Title: Zen and the Art of Motorcycle Maintenance
Author: Robert M. Pirsig
# Pages: 404
Published: April 1974
Rating: 5 stars
I decided to make this my first read of the year after I had to put it aside a year or so ago. It is one of my brother’s favorites, and we have similar reading tastes, so I figured I had to give it another go.
Pirsig uses a first-person narrator to tell the story of a father and son and their summer motorcycle trip across the Northwestern United States. The father contemplates his relationship with his son while they drive, which leads him to a comparison of motorcycle maintenance and science, religion, and philosophy.

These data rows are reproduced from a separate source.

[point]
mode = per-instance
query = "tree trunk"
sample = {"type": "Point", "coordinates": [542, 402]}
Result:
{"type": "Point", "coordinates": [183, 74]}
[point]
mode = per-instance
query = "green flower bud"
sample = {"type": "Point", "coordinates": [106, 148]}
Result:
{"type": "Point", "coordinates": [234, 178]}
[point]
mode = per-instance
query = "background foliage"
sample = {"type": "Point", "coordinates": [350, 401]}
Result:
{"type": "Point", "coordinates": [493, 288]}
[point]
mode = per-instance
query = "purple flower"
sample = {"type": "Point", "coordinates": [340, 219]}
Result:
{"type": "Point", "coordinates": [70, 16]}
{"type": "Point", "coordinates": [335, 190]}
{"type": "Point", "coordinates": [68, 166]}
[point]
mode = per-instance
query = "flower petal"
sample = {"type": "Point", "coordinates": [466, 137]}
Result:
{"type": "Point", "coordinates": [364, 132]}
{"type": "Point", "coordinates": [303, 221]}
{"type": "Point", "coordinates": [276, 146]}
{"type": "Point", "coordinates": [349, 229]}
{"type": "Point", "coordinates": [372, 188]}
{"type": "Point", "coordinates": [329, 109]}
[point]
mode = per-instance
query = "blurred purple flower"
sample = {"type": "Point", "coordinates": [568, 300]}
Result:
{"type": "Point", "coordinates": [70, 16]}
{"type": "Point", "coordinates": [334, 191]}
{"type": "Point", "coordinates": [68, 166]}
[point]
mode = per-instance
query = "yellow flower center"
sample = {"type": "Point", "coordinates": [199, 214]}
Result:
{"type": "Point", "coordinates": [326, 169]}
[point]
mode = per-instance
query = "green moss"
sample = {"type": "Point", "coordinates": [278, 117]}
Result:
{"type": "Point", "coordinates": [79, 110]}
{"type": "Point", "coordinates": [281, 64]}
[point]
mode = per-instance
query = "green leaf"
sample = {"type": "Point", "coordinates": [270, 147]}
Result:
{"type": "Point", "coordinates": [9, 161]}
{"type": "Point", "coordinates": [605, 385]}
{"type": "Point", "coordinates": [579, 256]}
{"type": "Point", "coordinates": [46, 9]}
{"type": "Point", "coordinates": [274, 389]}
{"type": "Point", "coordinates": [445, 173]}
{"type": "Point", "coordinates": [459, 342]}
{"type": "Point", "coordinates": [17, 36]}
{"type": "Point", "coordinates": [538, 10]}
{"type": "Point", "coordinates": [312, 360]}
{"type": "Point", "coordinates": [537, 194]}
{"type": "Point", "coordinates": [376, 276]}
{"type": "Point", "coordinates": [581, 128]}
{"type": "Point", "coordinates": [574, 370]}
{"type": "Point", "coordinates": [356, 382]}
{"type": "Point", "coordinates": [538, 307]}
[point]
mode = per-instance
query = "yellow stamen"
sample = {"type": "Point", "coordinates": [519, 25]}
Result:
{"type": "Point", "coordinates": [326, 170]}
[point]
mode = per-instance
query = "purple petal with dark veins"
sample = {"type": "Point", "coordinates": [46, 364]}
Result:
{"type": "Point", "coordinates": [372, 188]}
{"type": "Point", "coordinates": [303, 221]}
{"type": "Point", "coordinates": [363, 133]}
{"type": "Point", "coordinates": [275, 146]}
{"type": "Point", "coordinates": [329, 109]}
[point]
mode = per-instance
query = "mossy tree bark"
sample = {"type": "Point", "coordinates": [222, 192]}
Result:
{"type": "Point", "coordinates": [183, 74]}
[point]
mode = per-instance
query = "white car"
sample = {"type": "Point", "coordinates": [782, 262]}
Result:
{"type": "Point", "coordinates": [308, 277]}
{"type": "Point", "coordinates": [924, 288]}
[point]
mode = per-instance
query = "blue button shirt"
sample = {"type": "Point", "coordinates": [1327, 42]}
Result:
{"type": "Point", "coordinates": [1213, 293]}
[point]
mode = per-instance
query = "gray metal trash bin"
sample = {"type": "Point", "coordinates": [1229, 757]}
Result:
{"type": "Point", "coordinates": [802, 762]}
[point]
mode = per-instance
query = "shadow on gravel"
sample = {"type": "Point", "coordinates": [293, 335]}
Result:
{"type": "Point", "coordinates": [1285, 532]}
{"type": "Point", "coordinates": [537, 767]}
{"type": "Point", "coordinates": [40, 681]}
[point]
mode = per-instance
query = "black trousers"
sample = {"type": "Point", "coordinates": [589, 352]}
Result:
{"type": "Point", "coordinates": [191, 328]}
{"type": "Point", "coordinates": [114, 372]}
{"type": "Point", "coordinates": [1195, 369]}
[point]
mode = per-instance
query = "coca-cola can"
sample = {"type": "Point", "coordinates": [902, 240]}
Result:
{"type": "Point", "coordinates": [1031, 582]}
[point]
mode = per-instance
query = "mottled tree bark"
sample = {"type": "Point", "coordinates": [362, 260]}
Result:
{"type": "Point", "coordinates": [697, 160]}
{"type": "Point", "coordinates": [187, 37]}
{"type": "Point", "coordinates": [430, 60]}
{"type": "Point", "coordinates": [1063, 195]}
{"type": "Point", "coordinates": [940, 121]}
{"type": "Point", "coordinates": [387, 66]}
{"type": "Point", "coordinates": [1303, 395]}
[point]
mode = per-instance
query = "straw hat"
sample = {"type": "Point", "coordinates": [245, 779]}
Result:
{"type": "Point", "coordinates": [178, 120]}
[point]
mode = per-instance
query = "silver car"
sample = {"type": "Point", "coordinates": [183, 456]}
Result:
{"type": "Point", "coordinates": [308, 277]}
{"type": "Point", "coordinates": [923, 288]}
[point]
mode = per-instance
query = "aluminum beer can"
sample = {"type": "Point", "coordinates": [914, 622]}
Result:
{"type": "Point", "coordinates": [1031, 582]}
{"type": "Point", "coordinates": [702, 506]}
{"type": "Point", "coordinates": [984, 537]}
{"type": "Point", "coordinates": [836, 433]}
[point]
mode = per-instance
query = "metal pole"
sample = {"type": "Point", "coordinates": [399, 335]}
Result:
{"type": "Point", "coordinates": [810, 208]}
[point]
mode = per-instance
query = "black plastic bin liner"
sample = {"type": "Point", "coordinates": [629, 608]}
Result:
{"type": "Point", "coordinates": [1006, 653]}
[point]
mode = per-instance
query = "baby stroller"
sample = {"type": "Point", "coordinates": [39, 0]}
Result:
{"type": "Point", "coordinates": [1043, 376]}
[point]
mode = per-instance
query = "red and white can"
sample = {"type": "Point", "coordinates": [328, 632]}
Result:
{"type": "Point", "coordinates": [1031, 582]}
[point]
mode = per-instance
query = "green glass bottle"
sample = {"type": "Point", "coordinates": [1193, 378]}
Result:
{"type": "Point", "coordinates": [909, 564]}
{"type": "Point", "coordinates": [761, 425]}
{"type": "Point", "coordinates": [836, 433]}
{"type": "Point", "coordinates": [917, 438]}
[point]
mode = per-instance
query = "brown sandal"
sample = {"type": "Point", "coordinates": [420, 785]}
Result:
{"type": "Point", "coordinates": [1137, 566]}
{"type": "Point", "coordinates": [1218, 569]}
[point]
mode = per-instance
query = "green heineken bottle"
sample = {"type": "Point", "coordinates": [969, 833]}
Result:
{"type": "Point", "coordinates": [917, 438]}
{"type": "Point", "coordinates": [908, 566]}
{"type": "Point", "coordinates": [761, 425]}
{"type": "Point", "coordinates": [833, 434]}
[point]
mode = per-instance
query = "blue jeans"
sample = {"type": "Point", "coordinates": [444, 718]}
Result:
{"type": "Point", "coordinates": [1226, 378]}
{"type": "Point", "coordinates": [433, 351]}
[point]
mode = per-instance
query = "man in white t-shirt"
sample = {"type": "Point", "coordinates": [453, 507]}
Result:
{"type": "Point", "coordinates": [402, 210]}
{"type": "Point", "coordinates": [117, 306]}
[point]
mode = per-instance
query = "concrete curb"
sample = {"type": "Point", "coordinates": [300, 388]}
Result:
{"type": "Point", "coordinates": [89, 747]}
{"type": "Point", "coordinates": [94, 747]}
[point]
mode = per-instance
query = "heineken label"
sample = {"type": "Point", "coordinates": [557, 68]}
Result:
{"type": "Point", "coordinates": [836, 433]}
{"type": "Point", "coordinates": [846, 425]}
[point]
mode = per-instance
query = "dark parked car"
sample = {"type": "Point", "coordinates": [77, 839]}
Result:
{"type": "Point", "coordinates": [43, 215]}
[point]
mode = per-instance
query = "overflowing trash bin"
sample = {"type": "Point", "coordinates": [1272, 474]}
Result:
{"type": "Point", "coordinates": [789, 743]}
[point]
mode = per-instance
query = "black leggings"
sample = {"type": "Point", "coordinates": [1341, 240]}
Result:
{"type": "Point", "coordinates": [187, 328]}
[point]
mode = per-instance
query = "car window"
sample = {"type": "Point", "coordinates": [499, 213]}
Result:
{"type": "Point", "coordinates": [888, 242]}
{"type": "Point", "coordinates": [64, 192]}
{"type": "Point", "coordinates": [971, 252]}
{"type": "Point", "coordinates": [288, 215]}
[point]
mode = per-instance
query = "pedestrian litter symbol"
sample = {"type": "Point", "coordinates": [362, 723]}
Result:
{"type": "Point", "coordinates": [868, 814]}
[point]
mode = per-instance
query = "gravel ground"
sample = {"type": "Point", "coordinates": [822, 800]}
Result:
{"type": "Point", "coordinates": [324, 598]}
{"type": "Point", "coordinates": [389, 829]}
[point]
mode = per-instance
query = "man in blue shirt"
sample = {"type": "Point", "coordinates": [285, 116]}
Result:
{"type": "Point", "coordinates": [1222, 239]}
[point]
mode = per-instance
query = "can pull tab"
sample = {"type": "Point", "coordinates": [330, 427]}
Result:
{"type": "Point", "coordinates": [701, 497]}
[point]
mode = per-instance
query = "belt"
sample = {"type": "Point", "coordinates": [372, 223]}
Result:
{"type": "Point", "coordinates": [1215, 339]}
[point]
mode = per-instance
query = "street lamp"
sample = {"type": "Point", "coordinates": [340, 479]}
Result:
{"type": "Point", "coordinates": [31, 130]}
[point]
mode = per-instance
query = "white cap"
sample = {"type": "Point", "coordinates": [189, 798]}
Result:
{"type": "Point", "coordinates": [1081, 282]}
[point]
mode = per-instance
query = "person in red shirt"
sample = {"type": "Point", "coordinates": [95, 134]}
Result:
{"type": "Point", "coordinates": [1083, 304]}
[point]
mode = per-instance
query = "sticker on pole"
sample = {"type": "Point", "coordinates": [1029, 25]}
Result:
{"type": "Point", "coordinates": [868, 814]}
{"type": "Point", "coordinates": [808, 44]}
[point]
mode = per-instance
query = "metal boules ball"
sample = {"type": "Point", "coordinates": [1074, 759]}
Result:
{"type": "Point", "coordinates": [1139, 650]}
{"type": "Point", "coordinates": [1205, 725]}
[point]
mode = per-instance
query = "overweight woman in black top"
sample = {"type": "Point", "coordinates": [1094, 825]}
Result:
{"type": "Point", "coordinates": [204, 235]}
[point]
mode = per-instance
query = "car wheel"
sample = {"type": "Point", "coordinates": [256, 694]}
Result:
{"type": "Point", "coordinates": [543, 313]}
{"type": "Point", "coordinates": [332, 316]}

This is a brilliant book, one I will definitely read again. It not only made me want to get a motorcycle and take my own trip; it also made me want to learn more about philosophy and re-evaluate my own ideas about life.
Favorite Quotes:
We’re in such a hurry most of the time we never get much chance to talk. The result is a kind of endless day-to-day shallowness, a monotony that leaves a person wondering years later where all the time went and sorry that it’s all gone.
You are never dedicated to something you have complete confidence in. No one is fanatically shouting that the sun is going to rise tomorrow. They know it’s going to rise tomorrow. When people are fanatically dedicated to political or religious faiths or any other kinds of dogmas or goals, it’s always because these dogmas or goals are in doubt.
The place to improve the world is first in one’s own heart and head and hands, and then work outward from there.